The processor speeds, in megahettz (MHz), of Intel processors during the period 1996-2010 can be approximated by the following function of time \( t \) in years since the start of 1990 : \[ v(t)=\left\{\begin{array}{cc} 400 t-2200 & \text { if } 6 \leq t<15 \\ 3900 & \text { if } 15 \leq t \leq 20 \end{array}\right. \] a. Compute \( \lim _{t \rightarrow 8} v(t) \). 8 falls in the equation \( 6 \leq t<15 \). So, we will use \( 400 t-2200 \). \[ \begin{array}{l} =400(8)-200 \\ =1,000 . \quad \text { Therefore, } \lim _{t \rightarrow 8} v(t)=1,000 . \end{array} \] b. Compute \( \lim _{t \rightarrow 15^{-}} v(t) \) and \( \lim _{t \rightarrow 15^{+}} v(t) \). c. Compute \( \lim _{t \rightarrow 15} v(t) \)

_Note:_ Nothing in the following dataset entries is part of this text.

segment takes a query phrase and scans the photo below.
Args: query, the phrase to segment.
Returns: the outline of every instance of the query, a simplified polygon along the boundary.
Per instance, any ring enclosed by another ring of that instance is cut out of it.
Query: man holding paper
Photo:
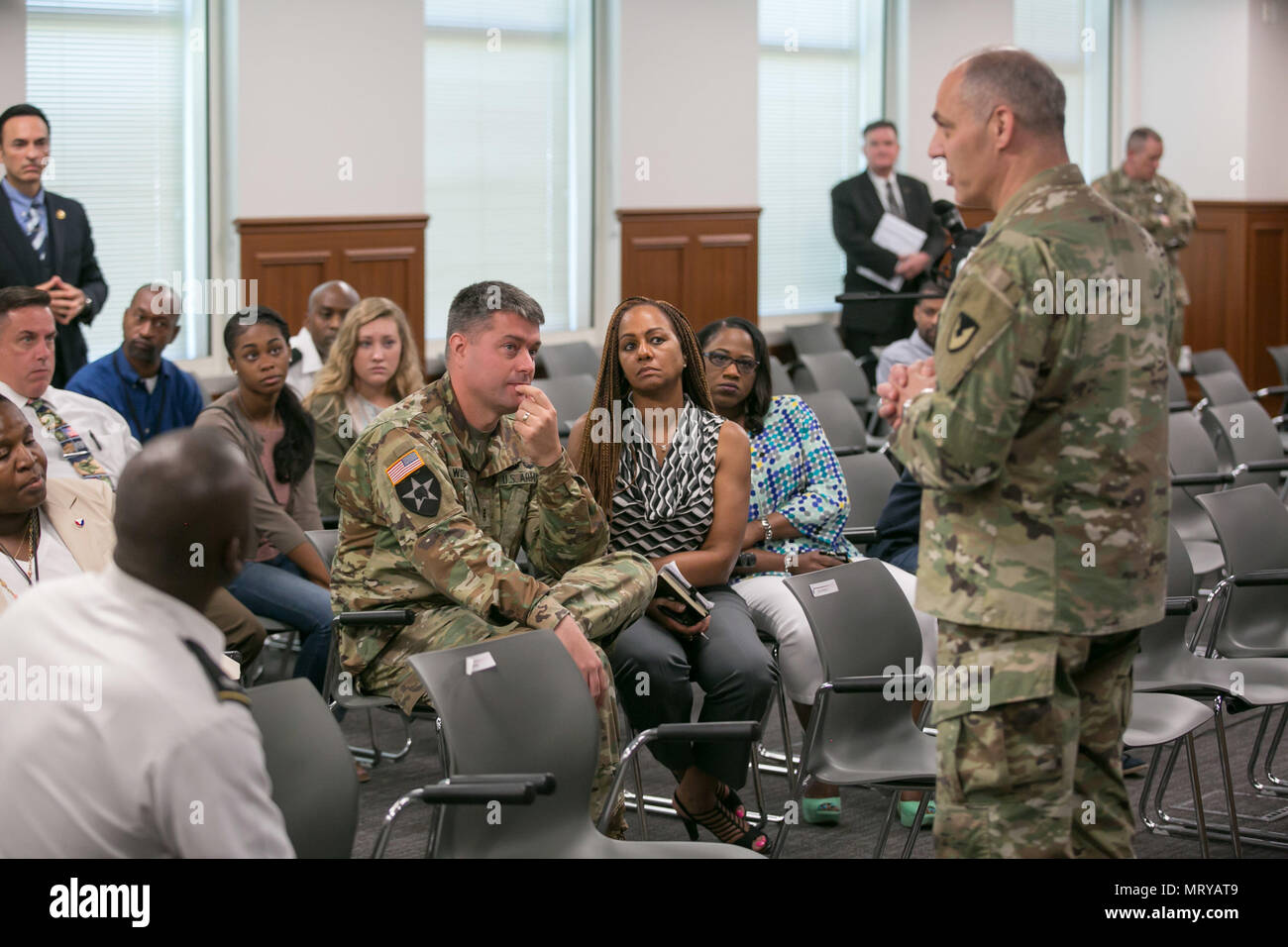
[[[895,174],[894,122],[875,121],[863,129],[863,156],[867,170],[832,188],[832,232],[845,250],[845,291],[914,292],[943,255],[948,236],[925,183]],[[912,308],[911,299],[846,303],[841,309],[846,348],[862,358],[873,345],[907,336]]]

To compute \( \lim _{t \rightarrow 15^{-}} v(t) \): Since \( t = 15 \) is approaching from the left, we use the first case of the function, which is valid for \( 6 \leq t < 15 \): \[ \lim _{t \rightarrow 15^{-}} v(t) = 400(15) - 2200 = 6000 - 2200 = 3800. \] Next, for \( \lim _{t \rightarrow 15^{+}} v(t) \): Here, since \( t = 15 \) is approaching from the right, we will use the second case, which is valid for \( 15 \leq t \leq 20 \): \[ \lim _{t \rightarrow 15^{+}} v(t) = 3900. \] Finally, for \( \lim _{t \rightarrow 15} v(t) \): This limit checks for continuity at \( t = 15 \): \[ \lim _{t \rightarrow 15} v(t) = \lim _{t \rightarrow 15^{-}} v(t) = \lim _{t \rightarrow 15^{+}} v(t). \] Since: \[ \lim _{t \rightarrow 15^{-}} v(t) = 3800 \quad \text{and} \quad \lim _{t \rightarrow 15^{+}} v(t) = 3900, \] thus, \( \lim _{t \rightarrow 15} v(t) \) does not exist because the left-hand limit does not equal the right-hand limit.